Existentialism has a bad reputation, not helped by the way it is often taught. As a philosophy, it really is best taught through media. I remember zoning out in my 7th grade English classroom, engrossed in Samuel Beckett’s Waiting for Godot. I think I finished the whole play between class periods in a few days. I just couldn’t put it down.

If you’re unfamiliar, Waiting for Godot follows two men, Vladimir and Estragon. They are, as alluded to in the title, waiting for another man named Godot. Spoiler alert: he never arrives. While waiting, they become extremely bored. They encounter other characters, but the main plot of the story is merely the act of waiting. Towards the end of the play, they attempt suicide, but ultimately fail. They decide to go find shelter, but as the curtain closes, they do not move.

This may sound like an incredibly depressing play. But I disagree. If you read the play, you will see that Vladimir and Estragon are not in fact sad whatsoever. Indeed, the play is really a comedy. They laugh, they joke, they love, and they wait.

But that’s not the point of this post. We’re talking about existentialism.
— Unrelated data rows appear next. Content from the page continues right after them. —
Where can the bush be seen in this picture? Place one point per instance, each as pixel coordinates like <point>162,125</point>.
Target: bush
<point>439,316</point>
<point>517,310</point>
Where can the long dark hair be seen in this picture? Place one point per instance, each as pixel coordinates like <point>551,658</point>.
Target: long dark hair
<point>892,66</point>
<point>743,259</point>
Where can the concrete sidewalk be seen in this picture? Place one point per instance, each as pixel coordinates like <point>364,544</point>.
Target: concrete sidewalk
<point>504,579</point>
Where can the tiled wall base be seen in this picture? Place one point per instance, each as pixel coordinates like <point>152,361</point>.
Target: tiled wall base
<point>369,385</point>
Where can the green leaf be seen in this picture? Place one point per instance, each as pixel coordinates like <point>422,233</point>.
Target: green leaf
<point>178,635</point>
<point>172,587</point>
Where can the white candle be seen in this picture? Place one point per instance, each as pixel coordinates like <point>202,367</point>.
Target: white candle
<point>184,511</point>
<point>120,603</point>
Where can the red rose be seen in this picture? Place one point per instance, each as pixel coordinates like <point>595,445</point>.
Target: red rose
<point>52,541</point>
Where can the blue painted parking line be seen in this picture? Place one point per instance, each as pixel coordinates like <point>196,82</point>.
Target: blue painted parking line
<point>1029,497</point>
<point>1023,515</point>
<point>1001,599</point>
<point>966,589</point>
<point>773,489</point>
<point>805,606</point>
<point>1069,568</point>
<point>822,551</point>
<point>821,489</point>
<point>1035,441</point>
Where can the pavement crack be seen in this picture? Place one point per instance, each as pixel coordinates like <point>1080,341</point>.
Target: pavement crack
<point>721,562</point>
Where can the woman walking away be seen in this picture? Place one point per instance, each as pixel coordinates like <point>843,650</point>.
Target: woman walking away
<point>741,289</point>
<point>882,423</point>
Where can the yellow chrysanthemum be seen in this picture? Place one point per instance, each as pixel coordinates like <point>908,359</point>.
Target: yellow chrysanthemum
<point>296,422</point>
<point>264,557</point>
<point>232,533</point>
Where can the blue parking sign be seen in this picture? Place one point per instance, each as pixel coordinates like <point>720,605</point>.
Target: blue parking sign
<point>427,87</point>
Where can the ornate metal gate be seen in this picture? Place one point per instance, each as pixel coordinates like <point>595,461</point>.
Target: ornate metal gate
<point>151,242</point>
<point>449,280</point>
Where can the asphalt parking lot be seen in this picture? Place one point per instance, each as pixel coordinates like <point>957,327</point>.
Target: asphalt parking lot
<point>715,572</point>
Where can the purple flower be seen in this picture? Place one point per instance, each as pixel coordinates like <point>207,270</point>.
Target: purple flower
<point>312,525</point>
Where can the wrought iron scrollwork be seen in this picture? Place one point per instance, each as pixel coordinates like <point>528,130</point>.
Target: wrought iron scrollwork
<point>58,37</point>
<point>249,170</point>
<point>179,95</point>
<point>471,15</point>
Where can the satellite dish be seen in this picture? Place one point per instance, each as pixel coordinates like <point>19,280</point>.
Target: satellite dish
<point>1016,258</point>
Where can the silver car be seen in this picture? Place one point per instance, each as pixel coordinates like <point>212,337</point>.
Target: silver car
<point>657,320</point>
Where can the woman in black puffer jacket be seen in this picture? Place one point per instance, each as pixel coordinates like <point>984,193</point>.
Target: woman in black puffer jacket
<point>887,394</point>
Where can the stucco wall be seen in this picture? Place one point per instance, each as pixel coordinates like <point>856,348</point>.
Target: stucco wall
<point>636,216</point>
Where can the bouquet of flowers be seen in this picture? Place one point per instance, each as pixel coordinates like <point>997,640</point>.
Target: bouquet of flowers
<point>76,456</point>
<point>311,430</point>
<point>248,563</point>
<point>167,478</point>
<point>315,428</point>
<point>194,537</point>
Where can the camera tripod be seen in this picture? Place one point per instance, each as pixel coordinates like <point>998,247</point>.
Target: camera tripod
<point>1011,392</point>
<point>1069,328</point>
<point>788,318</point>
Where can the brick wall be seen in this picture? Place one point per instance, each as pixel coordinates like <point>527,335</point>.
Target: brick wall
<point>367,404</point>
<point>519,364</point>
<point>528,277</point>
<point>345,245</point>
I read Waiting for Godot during one of the darkest points in my life. I was incredibly depressed, and things were only getting worse. I read the play and went on to study more about existentialism and absurdism.

What it led me to realize is that all of the pressure I was feeling from my parents, from school, from my mental illness itself…none of it mattered. The only thing that mattered was me, and the fact that I was alive.

That realization changed everything. I was alive! What a miracle! Despite everything, I was alive, and it was beautiful. When I was at my worst, it was just another obstacle in my path. When I was so stressed I was breaking down daily, it was just like a hurricane. It didn’t matter. It wasn’t happening for a reason. It was just happening, and someday it would stop happening, and something else would happen. I had goals, and maybe I would reach them, and maybe I wouldn’t. But it wouldn’t matter either way, because I would be alive, and the life I would be living would be beautiful for the sheer fact that I was alive.

Existentialism isn’t about the fact that nothing matters. It isn’t about death; it’s about life. It’s about how your life is worth living simply because it is yours. Isn’t that beautiful?

Vladimir and Estragon wait for Godot like we wait for death, but in the meanwhile, they live, and they are happy.

2 thoughts on “Existentialism Changed My Life. Here’s How it Can Change Yours.

  1. madelstein07

    Wow Connor. Everything about this post was beautiful. I wasn’t in class during this whole existential discussion, but after reading this post, I understand it much better. My favorite thing you said in your post was, “It’s about how your life is worth living simply because it is yours.” Chills! I absolutely agree with you though. I constantly find myself extremely stressed with school, work, and other obligations, but none of that really matters. I am alive, and these things are not what is important in life. Your post is amazing and I would love to hear more from your on your views and opinions about existentialism.


  2. Ella B

    This is so beautiful. This made me realize that existentialism isn’t giving up on finding meaning, it’s a way to keep going and accept life for the way that it is, even with all of it’s flaws, complexities, and imperfections. I think it’s really empowering to realize how amazing it is to just be.